In the field of international trade,The MaritimeThe fluctuation of prices often affects the nerve of the global economy. In June 2024, the flat shipping market saw a surge in shipping costs. According to Freightos’s main shipping platform, the container cash price index FBX shows that international shipping costs rose from about $1,200 per flight in 2023 to $4,500 today, almost 30% higher than the peak of $3,400 in January. This price has already been more than three times the price of last year. Industry insiders believe that the factors driving the unusual rise in shipping costs are complex, and here are a few main reasons.
Global manufacturing recovery and increased capacity
The recovery in the global manufacturing industry is one of the main reasons for the rise in shipping prices, especially in Germany, where the Purchasing Managers Index in May grew at its fastest rate in 22 months. However, the strikes in the major ports of Germany led many exporters to rush to find sufficient capacity. This sharp increase in demand led to a surge in shipping costs.

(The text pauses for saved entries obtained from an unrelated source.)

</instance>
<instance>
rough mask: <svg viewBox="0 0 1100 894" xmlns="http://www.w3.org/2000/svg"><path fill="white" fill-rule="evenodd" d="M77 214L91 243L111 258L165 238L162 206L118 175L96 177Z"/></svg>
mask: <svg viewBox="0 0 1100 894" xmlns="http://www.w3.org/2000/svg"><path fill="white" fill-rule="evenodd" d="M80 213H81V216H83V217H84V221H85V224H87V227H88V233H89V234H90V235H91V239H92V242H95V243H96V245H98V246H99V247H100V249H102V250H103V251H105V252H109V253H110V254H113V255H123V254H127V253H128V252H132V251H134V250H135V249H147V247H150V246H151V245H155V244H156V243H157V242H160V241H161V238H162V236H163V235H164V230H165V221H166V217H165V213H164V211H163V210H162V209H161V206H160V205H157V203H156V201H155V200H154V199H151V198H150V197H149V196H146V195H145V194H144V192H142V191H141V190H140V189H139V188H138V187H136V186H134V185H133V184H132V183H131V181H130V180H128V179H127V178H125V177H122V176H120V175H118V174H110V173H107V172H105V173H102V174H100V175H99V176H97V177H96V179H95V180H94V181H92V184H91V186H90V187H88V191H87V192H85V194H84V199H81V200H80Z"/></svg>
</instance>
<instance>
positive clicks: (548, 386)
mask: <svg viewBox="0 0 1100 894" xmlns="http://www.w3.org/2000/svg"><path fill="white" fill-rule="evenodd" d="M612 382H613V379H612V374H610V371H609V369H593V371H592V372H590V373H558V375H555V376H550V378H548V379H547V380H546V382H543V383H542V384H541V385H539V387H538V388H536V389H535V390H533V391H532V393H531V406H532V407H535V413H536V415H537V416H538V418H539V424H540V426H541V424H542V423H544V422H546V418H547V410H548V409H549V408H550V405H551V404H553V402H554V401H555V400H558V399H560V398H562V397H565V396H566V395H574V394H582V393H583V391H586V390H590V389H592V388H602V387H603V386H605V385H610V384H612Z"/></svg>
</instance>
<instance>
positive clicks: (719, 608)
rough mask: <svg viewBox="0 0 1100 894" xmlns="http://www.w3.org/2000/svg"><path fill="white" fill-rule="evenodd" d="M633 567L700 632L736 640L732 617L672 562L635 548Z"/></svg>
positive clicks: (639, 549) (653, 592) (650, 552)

Meanwhile, shipping capacity is also increasing. According to AxSMarine analyst Jan Tiedemann, the newly delivered container vessels have increased capacity by 2 million containers equal to 20 feet in 2023, making a record. The shipping market is expected to increase capacity by 3 million in this year and another 2 million in 2025 while these additional capacities have somewhat alleviated the tensions, but have not fully offset the impact of the surge in demand.
Protectionism and Tariff Risks
The rise of protectionism is also an important factor driving the rise in shipping costs. The U.S. government has announced a significant increase in tariffs on some Chinese goods, allowing many traders to speed up the delivery of goods to avoid being affected by subsequent tariffs and other policies.
At the same time, the EU is also negotiating with China about electric car tariffs, further aggravating the concerns of international traders.As the worlds three largest economies, China, the United States and the EU trade trends are undoubtedly key influencers of international trade, with the European and American again in the election year this year, the rise of far-right forces in Europe and Trumps return to the White House, and the global supply chain is still a shadow.
Situation and adjustment of the Red Sea route
The tension in the Red Sea itself is also increasing the cost of maritime transportation. Especially for goods across the Eurasian Mediterranean, which now needs to get around a good-looking corner and take two more weeks to complete the sailing, which means traders need to invest more ships to flow balance. According to AxSMarine, a total operational capacity of up to 1 million standard boxes has been put into service this year, but the proportion of the unemployed fleet has fallen to 0.6%. This is the lowest level since February 2022, well below the health level of 3%.
c) Future prospects
Freightos estimates that shipping charges on some routes could rise to $9,000 in the coming months.While the negative effects such as tariff waves and port strikes will gradually diminish later on, the Red Sea crisis remains severe, meaning the high cost of international freight is difficult to see hope of solution in a short time.
Overall, the rise in international shipping charges is the result of a combination of multiple factors. The global manufacturing recovery, the rise of protectionism, the tension in the Red Sea and the adjustment of routes all drive shipping charges to varying degrees. Though the rise in shipping power has somewhat eased the tension, the sharp rise in demand and the complex international situation make it difficult for shipping prices to fall back in the short term. For international traders, finding the best operating strategy in high shipping charges and complex international environments will be an important challenge to face in the future.